Estado deve custear tratamento médico  
  Data de publicação: 15/08/2012  
     
 

O Estado tem a obrigação de arcar com os custos de internação de C.M.A.P., usuária de drogas, em clínica especializada particular, em Atibaia/SP, e ainda com o fornecimento da medicação prescrita pelo profissional responsável. A entrega do medicamento pelo Estado está condicionada à apresentação de receita médica mensal. A determinação é da 2ª Câmara Cível do Tribunal de Justiça de Minas Gerais (TJMG). O relator, desembargador Afrânio Vilela, disse que "o consumo de drogas, notadamente do crack, é um problema de saúde pública, cabendo ao Estado não só a repressão ao tráfico, mas também investir na recuperação dos dependentes químicos".

Segundo os autos, C.M.A.P., atualmente com 25 anos, é usuária de crack desde os 13 e apresenta quadro clínico de uso compulsivo de múltiplas drogas.

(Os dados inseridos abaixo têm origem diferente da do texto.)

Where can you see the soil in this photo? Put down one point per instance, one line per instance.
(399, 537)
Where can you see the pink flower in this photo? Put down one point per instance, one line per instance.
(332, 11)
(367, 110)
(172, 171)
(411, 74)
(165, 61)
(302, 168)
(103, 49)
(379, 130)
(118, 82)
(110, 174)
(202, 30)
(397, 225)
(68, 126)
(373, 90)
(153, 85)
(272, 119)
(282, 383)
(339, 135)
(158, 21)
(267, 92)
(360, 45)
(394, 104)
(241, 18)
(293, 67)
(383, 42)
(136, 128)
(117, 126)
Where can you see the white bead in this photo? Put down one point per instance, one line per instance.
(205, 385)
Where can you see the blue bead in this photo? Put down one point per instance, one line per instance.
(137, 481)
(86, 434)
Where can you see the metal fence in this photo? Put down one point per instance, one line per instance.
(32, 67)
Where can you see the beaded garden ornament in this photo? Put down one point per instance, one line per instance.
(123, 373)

Ela foi internada diversas vezes em clínicas especializadas, sem obter resultados satisfatórios e, devido ao vício, ela se encontrava fisicamente e mentalmente incapacitada de exercer suas funções básicas.

S.C.M., mãe de C.M.A.P., por meio da Defensoria Pública do Estado de Minas Gerais, ajuizou uma ação solicitando a internação compulsória na clínica de Atibaia, especializada em tratamento para dependência química feminina, e também o fornecimento de medicamento próprio às custas do Estado.

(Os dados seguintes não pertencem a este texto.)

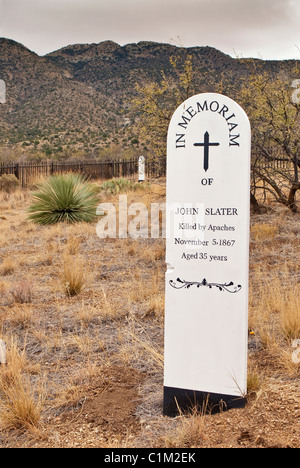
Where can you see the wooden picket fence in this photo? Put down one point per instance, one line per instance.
(27, 172)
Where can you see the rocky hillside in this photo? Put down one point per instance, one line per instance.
(76, 101)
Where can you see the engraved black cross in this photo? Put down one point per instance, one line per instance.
(206, 145)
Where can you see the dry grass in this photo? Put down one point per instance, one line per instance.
(95, 302)
(73, 275)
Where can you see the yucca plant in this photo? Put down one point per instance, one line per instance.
(68, 198)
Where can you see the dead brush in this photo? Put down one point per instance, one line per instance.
(189, 432)
(73, 275)
(20, 404)
(8, 267)
(19, 407)
(22, 292)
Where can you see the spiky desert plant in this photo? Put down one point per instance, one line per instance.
(60, 198)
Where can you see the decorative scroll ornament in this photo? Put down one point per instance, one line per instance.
(228, 287)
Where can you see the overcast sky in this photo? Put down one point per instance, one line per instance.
(267, 29)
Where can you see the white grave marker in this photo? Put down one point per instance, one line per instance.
(2, 92)
(208, 205)
(142, 169)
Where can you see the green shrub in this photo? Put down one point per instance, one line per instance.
(9, 183)
(65, 198)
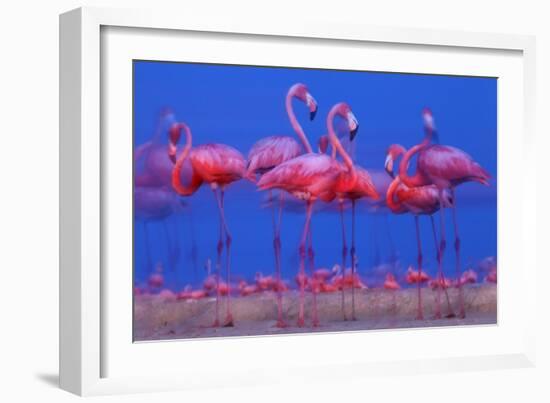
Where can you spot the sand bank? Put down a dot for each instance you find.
(158, 318)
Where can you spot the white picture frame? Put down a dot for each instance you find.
(85, 343)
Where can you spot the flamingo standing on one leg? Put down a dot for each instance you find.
(348, 189)
(217, 165)
(272, 151)
(344, 190)
(153, 167)
(312, 176)
(421, 200)
(445, 167)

Em primeira instância, o juiz já tinha considerado que C.M.A.P. corria sério risco de morrer, e sua mãe demonstrou toda a gravidade do caso, recorrendo insistentemente ao Estado e à sociedade, inclusive através de diversos órgãos de imprensa, em sua luta para salvar a vida da filha.

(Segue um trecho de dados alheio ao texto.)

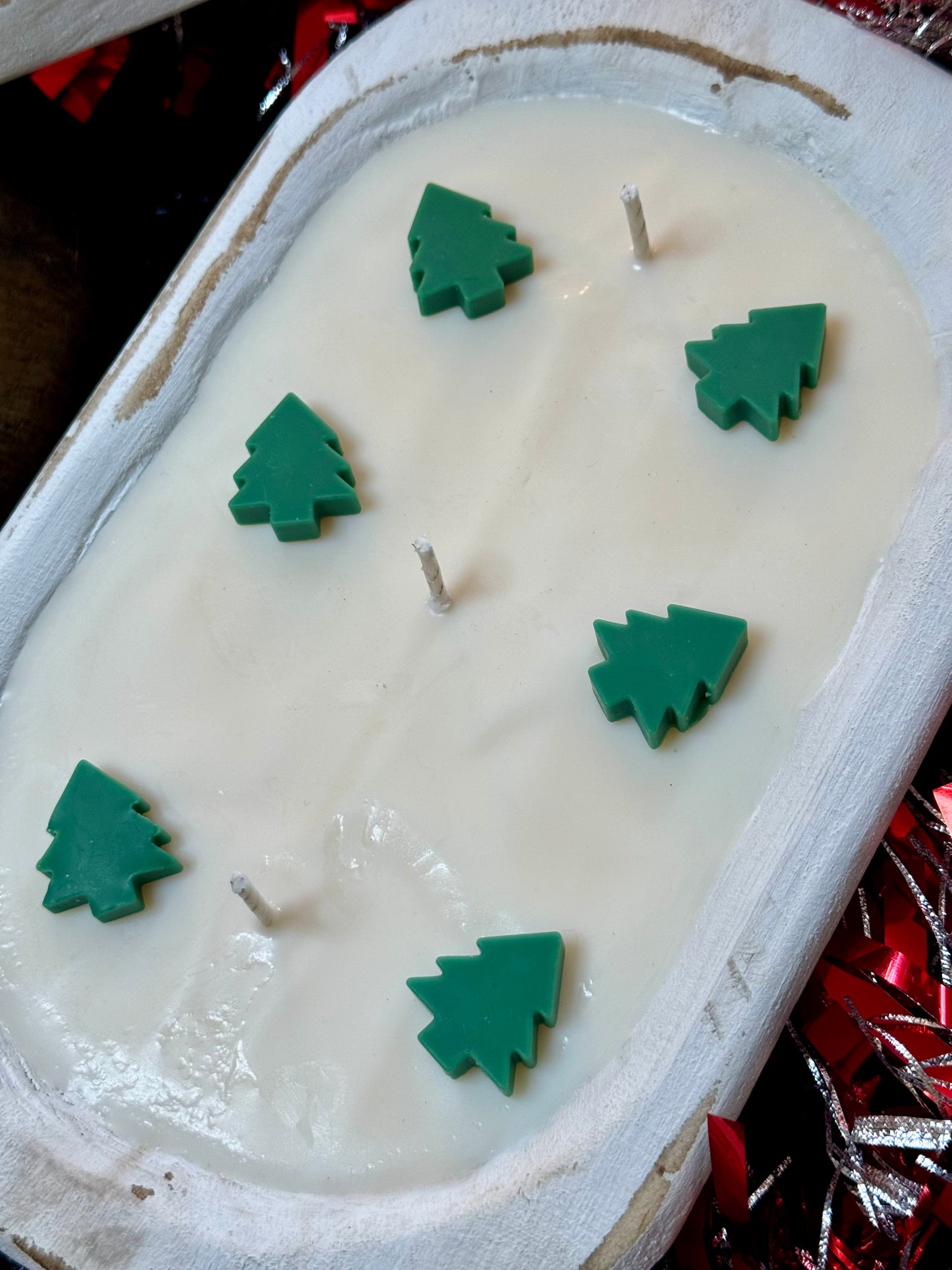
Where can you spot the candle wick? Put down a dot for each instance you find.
(245, 889)
(439, 600)
(636, 224)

O juiz afirmou ser claro e forte o direito de C.M.A.P. aos benefícios do tratamento médico pleiteado e condenou o Estado de Minas Gerais ao custeio das despesas da internação e do uso dos medicamentos.

Recurso

O Estado recorreu, pedindo a dispensa do fornecimento do medicamento Seroquel (queapitina), pois ele não é fornecido pela Secretaria de Estado de Saúde e não é o remédio próprio para o tratamento da doença que acomete C.M.A.P, mas tão somente para portadores de esquizofrenia.

O relator, desembargador Alfrânio Vilela, afirmou que a recomendação do medicamento adequado "é da alçada exclusiva do médico responsável pelo tratamento, não competindo ao Judiciário se imiscuir nessa seara".

Quanto à alegação de que a internação deveria ser promovida pelos Centros de Atenção Psicossocial (CAPs), na forma prevista pelo Decreto Estadual 42.910/2001, o desembargador também negou o pedido. Segundo ele, a paciente já passou por inúmeras internações, sendo que várias delas no Instituto Raul Soares, unidade hospitalar integrante dosb CAPs, o que não surtiu efeito. Atualmente, é "patente o progresso da interditada", que esteve em tratamento na clínica especializada. "Hoje, ela percebe e aceita sua doença e seus limites. Fala de reconstruir sua vida, voltando a estudar, trabalhar", lembrou o desembargador.

Com essas considerações, o magistrado deu parcial provimento ao recurso, apenas para condicionar a entrega do medicamento à apresentação e retenção mensal da receita.